A photographer making it their living will view the subject of any photograph as the most important thing. They will have respect for their subject. If they are human, they will have formed a good working relationship with them (particularly if it’s a boudoir photoshoot like Hanssie Trainor Photography offers). Photographers need to build great relationships with the clients to ensure they feel comfortable and confident in front of the camera. If the subject is an animal, as in a domestic pet, it will be a case of obtaining as many tips off its owner as possible. The owner will know, better than anyone, how their pet responds to certain commands and situations. How a favourite toy or treat can act as an incentive to encourage a dog to perform. Better still, the owner might be willing to stay while the photographs are taken, to keep the pet calm and happy. Perhaps to distract the pet for the photographer, so that it faces the direction of the camera lens, rather than away from it. That is, towards its owner who is behind the photographer, and therefore looking towards the camera lens.
There are three “must have” lenses that all professional photographers will want inside their kit bag. These include a 50mm lens, which is mighty in photography terms, an Ultra wide-angle lens to capture as much of the action at the same time as possible, and a Macro lens for close-up work. These can be described as an essential kit to capture the kinds of photographs that are used on calendars and contained within gloss magazines, where the images need to be blown up without losing any of their sharp focus.
If you have not been the subject of a professional photograph, you have possibly wondered what on earth a photographer does with an umbrella, apart from sheltering under it and stopping their equipment from becoming wet. But then, that does not explain why they use them indoors. Well, a photography umbrella is a vital addition to the photographer’s tool kit, in that it is used to diffuse and soften the light that is produced from an external light source such as a flash unit. Lighting is important because it does not just control the darkness or brightness of an image, it also changes the mood, tone, or atmosphere of a shot. This makes it essential for a professional photographer, who will be adept in manipulating and controlling light in the correct manner to achieve colour vibrancy, luminosity, and the best texture possible. It makes the difference between a shot being adequate and one that is worthy of someone paying for it and using it inside a professional publication.
Protecting the Equipment
For a professional photographer, who is usually freelance, the camera and all its accessories represent a business expense. As such, the photographer using them will not want to have to replace any of them too frequently, or it will impact on their profits. The best kind of protective case to consider is one that is like a sweet – hard on the outside but soft inside. Not only that, one like a box of chocolates in that it individually separates each piece of equipment and stops them rubbing together. Lens caps are good for protecting lenses. Camera hoods protect lenses from the rain and avoid raindrops appearing on a photograph. Although, image manipulation software might be able to take care of them afterwards.

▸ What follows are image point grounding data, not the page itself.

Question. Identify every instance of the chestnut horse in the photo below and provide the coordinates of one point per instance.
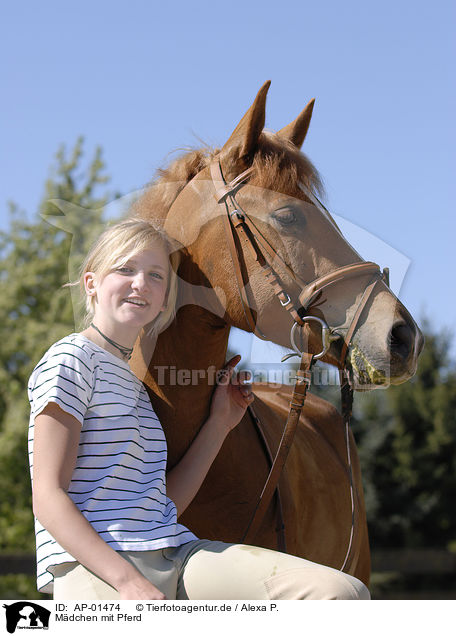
(178, 368)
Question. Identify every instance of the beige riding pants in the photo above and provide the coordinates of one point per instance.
(219, 571)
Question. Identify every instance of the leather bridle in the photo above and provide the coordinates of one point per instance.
(241, 232)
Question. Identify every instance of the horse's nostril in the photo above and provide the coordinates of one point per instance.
(401, 340)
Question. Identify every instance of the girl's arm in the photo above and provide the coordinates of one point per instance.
(228, 406)
(54, 458)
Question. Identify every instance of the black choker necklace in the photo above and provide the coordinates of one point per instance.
(125, 351)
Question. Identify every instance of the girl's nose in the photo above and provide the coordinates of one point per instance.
(139, 281)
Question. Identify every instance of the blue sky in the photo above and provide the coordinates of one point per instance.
(141, 79)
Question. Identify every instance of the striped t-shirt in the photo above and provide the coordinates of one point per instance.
(119, 482)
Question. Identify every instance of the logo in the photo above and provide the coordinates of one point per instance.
(26, 615)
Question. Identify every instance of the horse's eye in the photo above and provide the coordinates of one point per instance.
(285, 216)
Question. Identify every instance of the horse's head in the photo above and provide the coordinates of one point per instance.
(281, 224)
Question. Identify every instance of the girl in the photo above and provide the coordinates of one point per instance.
(106, 511)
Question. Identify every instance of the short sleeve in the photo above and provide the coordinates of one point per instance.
(63, 376)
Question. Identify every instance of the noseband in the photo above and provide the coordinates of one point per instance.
(241, 232)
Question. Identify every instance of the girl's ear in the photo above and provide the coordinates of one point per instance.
(90, 283)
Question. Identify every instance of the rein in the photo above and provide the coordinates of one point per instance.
(242, 232)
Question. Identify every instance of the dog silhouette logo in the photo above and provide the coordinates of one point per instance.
(26, 615)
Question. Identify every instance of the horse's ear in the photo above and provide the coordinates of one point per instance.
(296, 131)
(246, 134)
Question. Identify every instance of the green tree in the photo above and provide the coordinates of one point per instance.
(407, 442)
(37, 257)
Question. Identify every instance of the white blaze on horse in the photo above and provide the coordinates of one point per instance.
(260, 253)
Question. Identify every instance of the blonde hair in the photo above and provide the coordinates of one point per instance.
(115, 247)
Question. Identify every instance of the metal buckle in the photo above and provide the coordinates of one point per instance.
(326, 336)
(239, 215)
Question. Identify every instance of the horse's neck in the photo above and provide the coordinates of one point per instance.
(181, 373)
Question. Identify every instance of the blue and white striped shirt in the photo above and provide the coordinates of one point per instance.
(119, 481)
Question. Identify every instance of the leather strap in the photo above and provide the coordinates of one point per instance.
(354, 323)
(280, 525)
(303, 378)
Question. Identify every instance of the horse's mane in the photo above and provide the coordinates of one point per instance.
(278, 165)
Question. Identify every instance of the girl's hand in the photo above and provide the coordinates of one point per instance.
(232, 395)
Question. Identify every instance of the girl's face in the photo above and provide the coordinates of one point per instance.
(133, 294)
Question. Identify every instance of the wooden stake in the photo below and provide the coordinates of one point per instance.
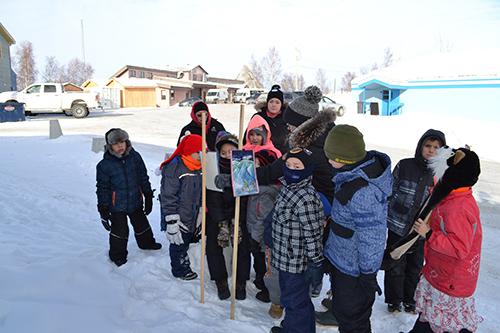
(236, 223)
(203, 203)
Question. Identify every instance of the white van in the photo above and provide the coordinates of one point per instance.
(243, 94)
(216, 96)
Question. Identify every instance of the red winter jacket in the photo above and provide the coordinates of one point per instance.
(453, 250)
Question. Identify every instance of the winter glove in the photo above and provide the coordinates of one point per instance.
(369, 283)
(174, 230)
(105, 216)
(222, 181)
(148, 202)
(223, 236)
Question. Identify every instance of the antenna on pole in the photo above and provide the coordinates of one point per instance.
(83, 42)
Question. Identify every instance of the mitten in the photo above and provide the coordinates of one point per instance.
(148, 202)
(105, 216)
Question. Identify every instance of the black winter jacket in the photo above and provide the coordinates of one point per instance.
(180, 195)
(194, 128)
(121, 182)
(411, 183)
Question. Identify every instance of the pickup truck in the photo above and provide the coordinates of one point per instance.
(51, 98)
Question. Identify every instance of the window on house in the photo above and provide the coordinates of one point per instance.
(49, 88)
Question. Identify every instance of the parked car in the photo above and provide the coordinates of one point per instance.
(189, 101)
(243, 94)
(217, 96)
(51, 98)
(326, 102)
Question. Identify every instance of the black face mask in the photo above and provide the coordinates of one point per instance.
(224, 165)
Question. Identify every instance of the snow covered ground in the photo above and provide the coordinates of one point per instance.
(54, 272)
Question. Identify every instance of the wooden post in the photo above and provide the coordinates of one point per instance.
(203, 203)
(236, 222)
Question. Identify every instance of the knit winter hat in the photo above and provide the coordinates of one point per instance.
(225, 137)
(275, 92)
(260, 131)
(303, 107)
(304, 155)
(115, 135)
(189, 144)
(345, 144)
(266, 157)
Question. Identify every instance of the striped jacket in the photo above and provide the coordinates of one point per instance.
(297, 227)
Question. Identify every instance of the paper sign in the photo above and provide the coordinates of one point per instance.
(243, 173)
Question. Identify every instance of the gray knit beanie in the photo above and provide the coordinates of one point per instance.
(304, 107)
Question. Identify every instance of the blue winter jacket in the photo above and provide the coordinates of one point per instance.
(121, 182)
(359, 211)
(180, 194)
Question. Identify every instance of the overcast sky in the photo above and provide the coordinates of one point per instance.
(222, 35)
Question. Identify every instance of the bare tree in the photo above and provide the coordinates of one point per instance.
(322, 81)
(301, 83)
(25, 65)
(76, 72)
(52, 72)
(256, 69)
(388, 58)
(345, 84)
(271, 67)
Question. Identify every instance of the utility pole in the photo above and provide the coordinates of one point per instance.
(83, 42)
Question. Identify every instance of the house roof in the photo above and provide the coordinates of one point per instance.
(127, 67)
(147, 83)
(6, 35)
(450, 69)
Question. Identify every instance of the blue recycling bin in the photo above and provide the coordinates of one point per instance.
(11, 112)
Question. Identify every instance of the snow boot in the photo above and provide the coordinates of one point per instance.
(120, 262)
(275, 311)
(189, 276)
(241, 291)
(263, 295)
(222, 289)
(326, 318)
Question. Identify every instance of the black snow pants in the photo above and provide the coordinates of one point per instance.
(118, 237)
(401, 281)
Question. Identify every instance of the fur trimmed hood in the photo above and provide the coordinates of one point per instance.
(262, 105)
(306, 134)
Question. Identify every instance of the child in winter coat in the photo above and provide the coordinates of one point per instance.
(220, 219)
(355, 246)
(444, 295)
(297, 233)
(122, 182)
(194, 127)
(258, 207)
(412, 180)
(180, 200)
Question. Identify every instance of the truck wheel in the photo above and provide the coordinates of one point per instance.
(340, 111)
(79, 111)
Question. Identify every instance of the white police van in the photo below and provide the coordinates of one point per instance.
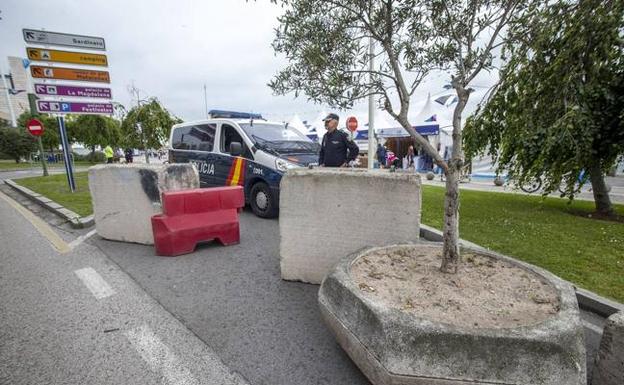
(233, 148)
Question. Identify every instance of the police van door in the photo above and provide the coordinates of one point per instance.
(231, 171)
(195, 144)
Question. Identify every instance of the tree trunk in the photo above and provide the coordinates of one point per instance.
(450, 252)
(450, 230)
(599, 188)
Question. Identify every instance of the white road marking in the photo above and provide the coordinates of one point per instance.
(159, 357)
(73, 244)
(95, 283)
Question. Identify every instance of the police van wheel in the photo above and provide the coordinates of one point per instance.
(261, 201)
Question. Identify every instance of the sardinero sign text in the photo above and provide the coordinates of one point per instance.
(72, 91)
(33, 36)
(74, 107)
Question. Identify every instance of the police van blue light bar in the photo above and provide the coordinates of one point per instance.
(233, 115)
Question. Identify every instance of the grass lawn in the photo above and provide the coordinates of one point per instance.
(10, 165)
(587, 252)
(55, 187)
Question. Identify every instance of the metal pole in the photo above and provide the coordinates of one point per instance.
(33, 112)
(8, 96)
(206, 101)
(66, 156)
(371, 112)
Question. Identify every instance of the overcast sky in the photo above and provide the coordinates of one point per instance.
(170, 49)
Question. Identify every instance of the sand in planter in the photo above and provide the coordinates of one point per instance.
(486, 293)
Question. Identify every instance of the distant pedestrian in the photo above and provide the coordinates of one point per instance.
(381, 155)
(337, 149)
(410, 157)
(108, 152)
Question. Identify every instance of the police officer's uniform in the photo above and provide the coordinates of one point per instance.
(337, 148)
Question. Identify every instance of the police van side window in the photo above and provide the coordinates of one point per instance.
(229, 135)
(197, 138)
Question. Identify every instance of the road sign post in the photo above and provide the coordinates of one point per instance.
(57, 56)
(36, 129)
(33, 36)
(33, 111)
(50, 90)
(66, 155)
(352, 125)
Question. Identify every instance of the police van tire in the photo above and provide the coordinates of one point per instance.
(262, 202)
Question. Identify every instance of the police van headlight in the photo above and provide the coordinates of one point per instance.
(283, 165)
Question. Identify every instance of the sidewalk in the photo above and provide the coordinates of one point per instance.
(71, 316)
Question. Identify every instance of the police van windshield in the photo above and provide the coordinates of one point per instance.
(278, 137)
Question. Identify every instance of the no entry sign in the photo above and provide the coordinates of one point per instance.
(352, 123)
(35, 127)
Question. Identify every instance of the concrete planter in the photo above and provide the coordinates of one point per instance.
(394, 347)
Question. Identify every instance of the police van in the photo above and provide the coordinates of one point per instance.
(233, 148)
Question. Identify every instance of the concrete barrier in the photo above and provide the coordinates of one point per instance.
(126, 196)
(609, 368)
(326, 214)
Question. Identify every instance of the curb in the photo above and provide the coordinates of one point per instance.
(586, 299)
(75, 220)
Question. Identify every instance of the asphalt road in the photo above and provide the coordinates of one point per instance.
(221, 314)
(267, 329)
(232, 298)
(69, 315)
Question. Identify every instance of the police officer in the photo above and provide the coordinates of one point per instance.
(337, 150)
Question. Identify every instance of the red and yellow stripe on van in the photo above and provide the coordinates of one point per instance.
(236, 177)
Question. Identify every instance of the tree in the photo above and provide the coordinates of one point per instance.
(95, 130)
(326, 45)
(147, 126)
(16, 143)
(50, 138)
(559, 107)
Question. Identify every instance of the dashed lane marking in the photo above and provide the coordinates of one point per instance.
(44, 229)
(76, 242)
(95, 283)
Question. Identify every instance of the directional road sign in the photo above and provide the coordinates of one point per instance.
(44, 106)
(52, 55)
(73, 91)
(69, 74)
(35, 127)
(63, 39)
(352, 123)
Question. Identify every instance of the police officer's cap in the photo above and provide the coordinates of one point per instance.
(331, 116)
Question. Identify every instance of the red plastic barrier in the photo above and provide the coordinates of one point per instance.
(197, 215)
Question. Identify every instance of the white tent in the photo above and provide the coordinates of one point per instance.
(297, 124)
(317, 128)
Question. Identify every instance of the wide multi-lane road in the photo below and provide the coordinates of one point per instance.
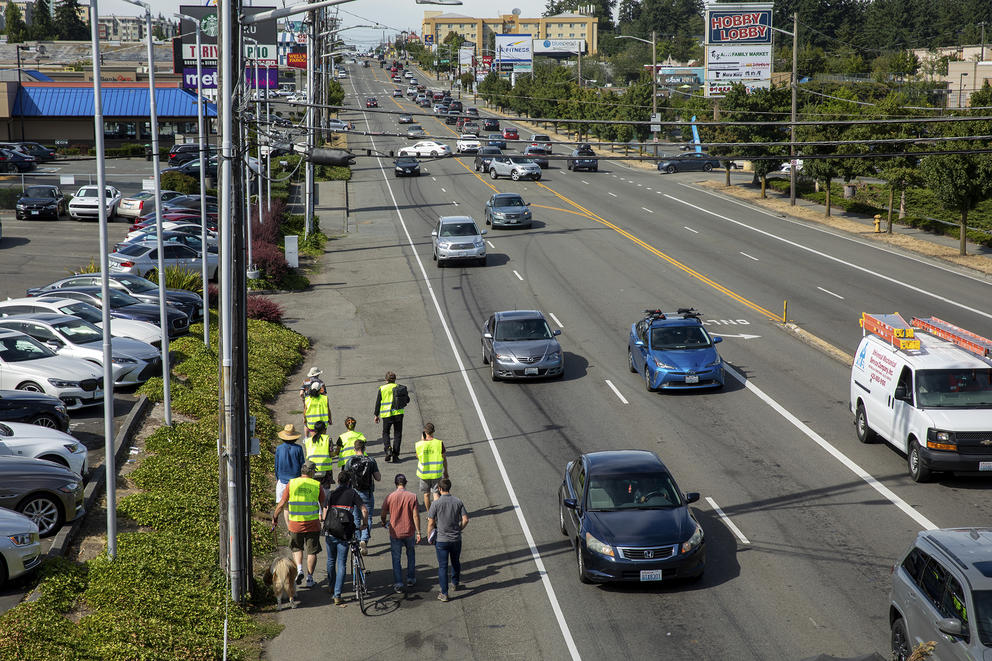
(820, 518)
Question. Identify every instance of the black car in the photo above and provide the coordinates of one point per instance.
(628, 520)
(34, 408)
(407, 166)
(483, 156)
(688, 162)
(41, 202)
(583, 159)
(125, 306)
(144, 290)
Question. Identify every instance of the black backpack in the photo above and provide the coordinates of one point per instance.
(360, 467)
(401, 397)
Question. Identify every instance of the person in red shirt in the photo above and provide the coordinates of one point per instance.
(401, 516)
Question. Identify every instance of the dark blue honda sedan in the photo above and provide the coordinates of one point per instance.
(628, 520)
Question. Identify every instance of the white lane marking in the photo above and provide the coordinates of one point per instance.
(827, 291)
(726, 520)
(820, 253)
(886, 493)
(511, 492)
(616, 392)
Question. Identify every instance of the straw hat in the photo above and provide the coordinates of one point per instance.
(289, 433)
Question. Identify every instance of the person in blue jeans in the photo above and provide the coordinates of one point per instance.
(448, 517)
(337, 547)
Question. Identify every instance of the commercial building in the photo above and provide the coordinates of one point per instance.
(482, 31)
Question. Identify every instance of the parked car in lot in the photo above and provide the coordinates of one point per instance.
(514, 167)
(507, 210)
(458, 238)
(48, 494)
(688, 162)
(519, 344)
(33, 408)
(673, 351)
(86, 202)
(134, 362)
(20, 546)
(26, 364)
(40, 202)
(628, 520)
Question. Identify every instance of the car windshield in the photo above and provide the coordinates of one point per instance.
(459, 229)
(21, 347)
(632, 491)
(80, 331)
(960, 388)
(513, 330)
(680, 337)
(509, 201)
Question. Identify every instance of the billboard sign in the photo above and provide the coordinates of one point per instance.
(737, 26)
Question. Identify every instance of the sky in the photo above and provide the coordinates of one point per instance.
(394, 15)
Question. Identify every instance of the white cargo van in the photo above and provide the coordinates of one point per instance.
(926, 389)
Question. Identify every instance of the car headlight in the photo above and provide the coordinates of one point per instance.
(694, 541)
(597, 546)
(21, 538)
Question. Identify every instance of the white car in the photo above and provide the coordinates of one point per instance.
(27, 364)
(425, 148)
(134, 362)
(24, 440)
(129, 328)
(468, 142)
(86, 202)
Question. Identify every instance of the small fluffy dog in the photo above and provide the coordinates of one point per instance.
(282, 577)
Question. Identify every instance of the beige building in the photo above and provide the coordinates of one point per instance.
(480, 31)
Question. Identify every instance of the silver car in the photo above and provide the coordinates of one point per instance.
(514, 167)
(508, 210)
(458, 238)
(519, 344)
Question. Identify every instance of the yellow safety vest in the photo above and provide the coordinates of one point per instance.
(316, 408)
(386, 401)
(304, 499)
(318, 450)
(430, 462)
(348, 446)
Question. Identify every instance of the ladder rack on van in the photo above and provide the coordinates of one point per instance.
(892, 328)
(976, 344)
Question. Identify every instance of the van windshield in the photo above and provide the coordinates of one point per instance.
(961, 388)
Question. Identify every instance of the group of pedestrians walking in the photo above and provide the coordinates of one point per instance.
(314, 503)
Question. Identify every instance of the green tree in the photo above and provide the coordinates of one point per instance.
(69, 26)
(17, 30)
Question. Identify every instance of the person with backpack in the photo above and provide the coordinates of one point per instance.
(390, 401)
(364, 474)
(339, 528)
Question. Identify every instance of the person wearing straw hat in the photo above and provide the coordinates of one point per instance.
(289, 460)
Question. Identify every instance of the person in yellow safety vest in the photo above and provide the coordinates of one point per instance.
(316, 407)
(318, 450)
(303, 498)
(391, 419)
(432, 464)
(346, 442)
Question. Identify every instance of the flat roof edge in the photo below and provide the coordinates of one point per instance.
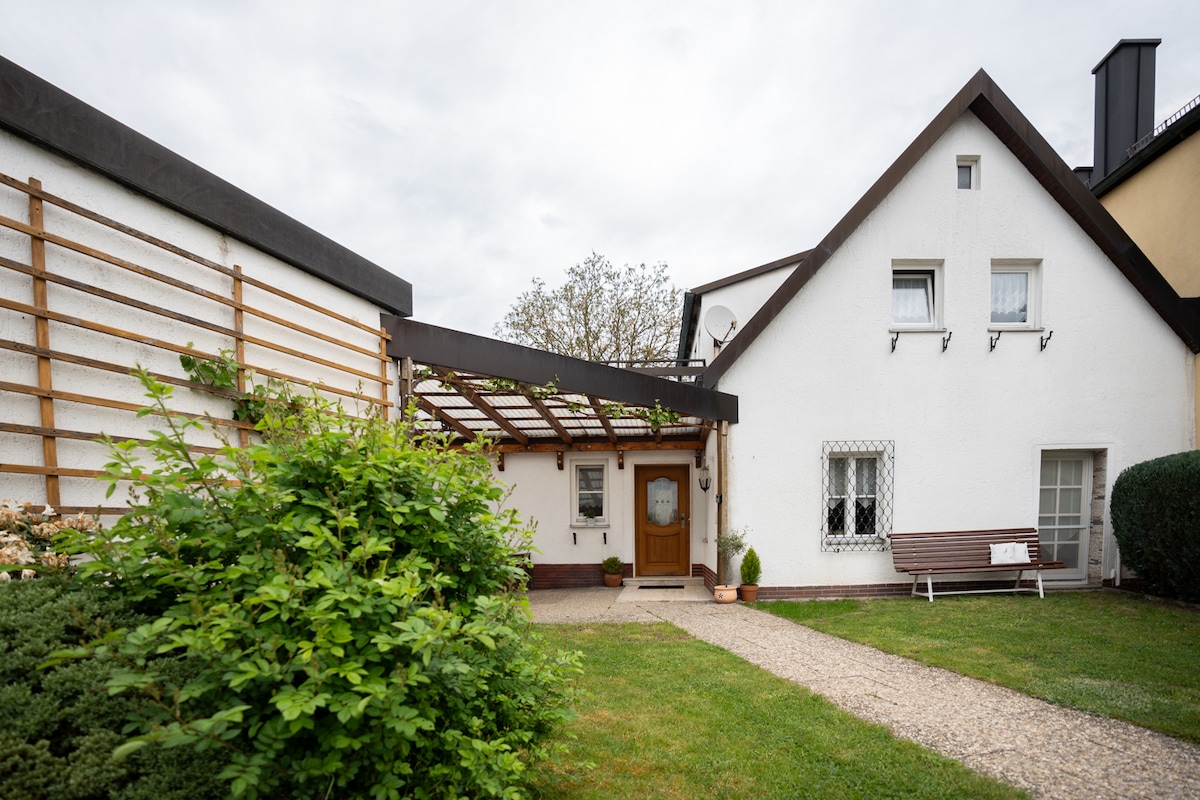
(43, 114)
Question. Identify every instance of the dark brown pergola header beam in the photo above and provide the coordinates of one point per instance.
(465, 352)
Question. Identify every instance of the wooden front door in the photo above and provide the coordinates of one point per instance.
(660, 515)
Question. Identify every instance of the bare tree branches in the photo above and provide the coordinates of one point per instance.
(601, 313)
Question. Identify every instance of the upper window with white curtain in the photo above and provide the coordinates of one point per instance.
(916, 295)
(1014, 294)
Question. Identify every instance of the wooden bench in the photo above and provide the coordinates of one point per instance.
(966, 551)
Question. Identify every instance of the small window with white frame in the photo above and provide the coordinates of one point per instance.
(589, 494)
(969, 172)
(857, 494)
(1015, 290)
(916, 295)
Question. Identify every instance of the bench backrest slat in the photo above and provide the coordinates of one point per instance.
(957, 547)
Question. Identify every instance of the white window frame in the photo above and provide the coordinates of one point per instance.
(933, 270)
(881, 453)
(1032, 270)
(971, 163)
(605, 493)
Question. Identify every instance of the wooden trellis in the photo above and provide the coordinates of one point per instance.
(366, 385)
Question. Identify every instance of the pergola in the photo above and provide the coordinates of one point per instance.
(522, 400)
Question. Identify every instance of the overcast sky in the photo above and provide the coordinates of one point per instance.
(469, 146)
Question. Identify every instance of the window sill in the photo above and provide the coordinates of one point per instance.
(856, 540)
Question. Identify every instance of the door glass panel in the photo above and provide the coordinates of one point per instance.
(1062, 524)
(661, 501)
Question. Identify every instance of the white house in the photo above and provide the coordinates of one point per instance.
(977, 344)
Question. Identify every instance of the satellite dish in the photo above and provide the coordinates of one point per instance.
(720, 323)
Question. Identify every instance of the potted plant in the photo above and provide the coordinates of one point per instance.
(612, 571)
(751, 570)
(727, 548)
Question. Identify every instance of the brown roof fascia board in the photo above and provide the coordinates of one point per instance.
(466, 352)
(63, 124)
(1175, 133)
(845, 227)
(751, 272)
(999, 113)
(984, 98)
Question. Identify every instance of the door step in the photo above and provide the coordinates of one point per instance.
(664, 581)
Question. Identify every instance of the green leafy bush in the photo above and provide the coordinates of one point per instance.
(60, 725)
(345, 587)
(751, 569)
(1156, 519)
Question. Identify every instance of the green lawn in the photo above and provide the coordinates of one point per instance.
(1108, 653)
(671, 716)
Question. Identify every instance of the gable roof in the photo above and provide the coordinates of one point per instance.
(983, 97)
(691, 300)
(57, 121)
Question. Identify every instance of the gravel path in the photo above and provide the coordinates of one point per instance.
(1050, 751)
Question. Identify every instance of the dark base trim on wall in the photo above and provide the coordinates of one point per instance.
(570, 576)
(580, 576)
(881, 589)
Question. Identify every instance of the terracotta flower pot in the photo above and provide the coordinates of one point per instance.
(725, 594)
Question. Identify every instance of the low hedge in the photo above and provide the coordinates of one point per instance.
(1156, 519)
(60, 723)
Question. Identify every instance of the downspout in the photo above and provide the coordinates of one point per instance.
(723, 507)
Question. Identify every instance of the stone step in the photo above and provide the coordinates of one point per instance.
(664, 581)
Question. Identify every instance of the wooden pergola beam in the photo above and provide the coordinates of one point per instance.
(480, 403)
(546, 414)
(439, 415)
(604, 419)
(597, 446)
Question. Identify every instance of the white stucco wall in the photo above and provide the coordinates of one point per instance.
(543, 494)
(22, 160)
(969, 423)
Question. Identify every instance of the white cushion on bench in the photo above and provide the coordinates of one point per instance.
(1011, 553)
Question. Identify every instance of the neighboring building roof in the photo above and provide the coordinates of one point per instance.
(52, 119)
(1165, 137)
(983, 97)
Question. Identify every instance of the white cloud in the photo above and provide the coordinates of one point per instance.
(472, 146)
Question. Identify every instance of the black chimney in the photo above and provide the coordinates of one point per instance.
(1125, 102)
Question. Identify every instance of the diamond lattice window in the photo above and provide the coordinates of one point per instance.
(857, 494)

A professional photographer will be concerned with not losing any of the images that they have taken. It is their business, so they are worth money to them. Many of the photographs that they have already taken will be difficult, if not impossible, to obtain again. They will be from unusual, one-off situations, and likely to be particularly well shot and framed. For this reason, photographers will, with regularity bordering on obsession, back-up their digital images onto a system such as Cloud. In addition, they will always have a good supply of memory cards and portable external hard drives that are able to store hundreds, if not thousands, of digital or scanned photographic images. Professional photographers will use software that helps them to back-up their photographs with ease and invest in storage devices that are network-attached.
So, this gives us an idea as to how a professional photographer might view photography, for those studying the subject or thinking about becoming a professional photographer. A fellow professional photographer may be interested, too, in how his colleagues are viewing the subject, while striving for a marketable image, protecting their equipment, and trying to make their business a profitable one.